Second, a low-complexity tree-search MIMO detector, called the variablebreadth (VB) K-Best detector, is developed. The main idea of this method is to exploit the impact of the channel matrix condition number in data detection in order to decrease the complexity of already proposed detection schemes. In the VB K-Best method, the value of its K parameter is varied depending on the channel matrix condition number. The proposed approach includes a low-complexity condition number estimator stage and a threshold selection method. The results show that the proposed scheme has lower average complexity than a fixed K-Best detector of similar performance. In addition, a second detection scheme is proposed, which employs the idea of condition number thresholding to avoid carrying out a lattice-reduction stage when the channel has already good condition number. This way, a high number of LR calls is avoided while keeping good detection performance. In the third part of this thesis, several contributions which involve the use of LR for MIMO communications are presented. First, the combination of LR with the K-Best algorithm is investigated and alternative implementations that outperform previous proposals are developed. An extended LLL algorithm for LR is proposed to assist the preprocessing part of some lattice-reduction-aided (LRA) K-Best schemes. Finally, this extended LLL algorithm is exploited to decrease the computational cost of several LRA precoding methods. In addition, the most employed signal precoding approaches are evaluated and compared in terms of both computational cost and performance.
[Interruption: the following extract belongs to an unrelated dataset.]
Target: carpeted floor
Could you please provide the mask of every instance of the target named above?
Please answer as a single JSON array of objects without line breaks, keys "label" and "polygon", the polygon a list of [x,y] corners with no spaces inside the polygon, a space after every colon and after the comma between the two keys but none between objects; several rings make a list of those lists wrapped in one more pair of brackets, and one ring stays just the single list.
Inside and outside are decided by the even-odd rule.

Next, the problem of efficient soft detection in MIMO bit-interleaved coded-modulation (MIMO-BICM) systems is addressed. An efficient fixed-complexity demodulator for systems working with quantized reliability information is proposed. This approach reduces the complexity of previously proposed schemes through the combination of two strategies: a novel tree pruning based on quantization and a clipping-based pruning. Results after quantization reveal that a significant complexity reduction is achieved with negligible performance degradation. The last part of the thesis is devoted to the use of Graphic Processing Units (GPU) for the efficient implementation of MIMO receivers. Both a hard-output and a soft-output version of the fixed-complexity sphere decoder are implemented in GPU. Results show that the proposed implementations decrease the computational time required for the data detection stage in MIMO systems considerably, with respect to conventional CPU implementation. Moreover, a fully-parallel soft-output scheme with a GPU-aware preprocessing stage is developed. Again the execution time of the proposed GPU implementation is compared with its execution time on a high performance CPU, showing that the GPU outperforms the CPU. Furthermore, the throughputs of all the algorithms are shown to be higher than those of other recent implementations while ensuring nearly-optimal detection performance.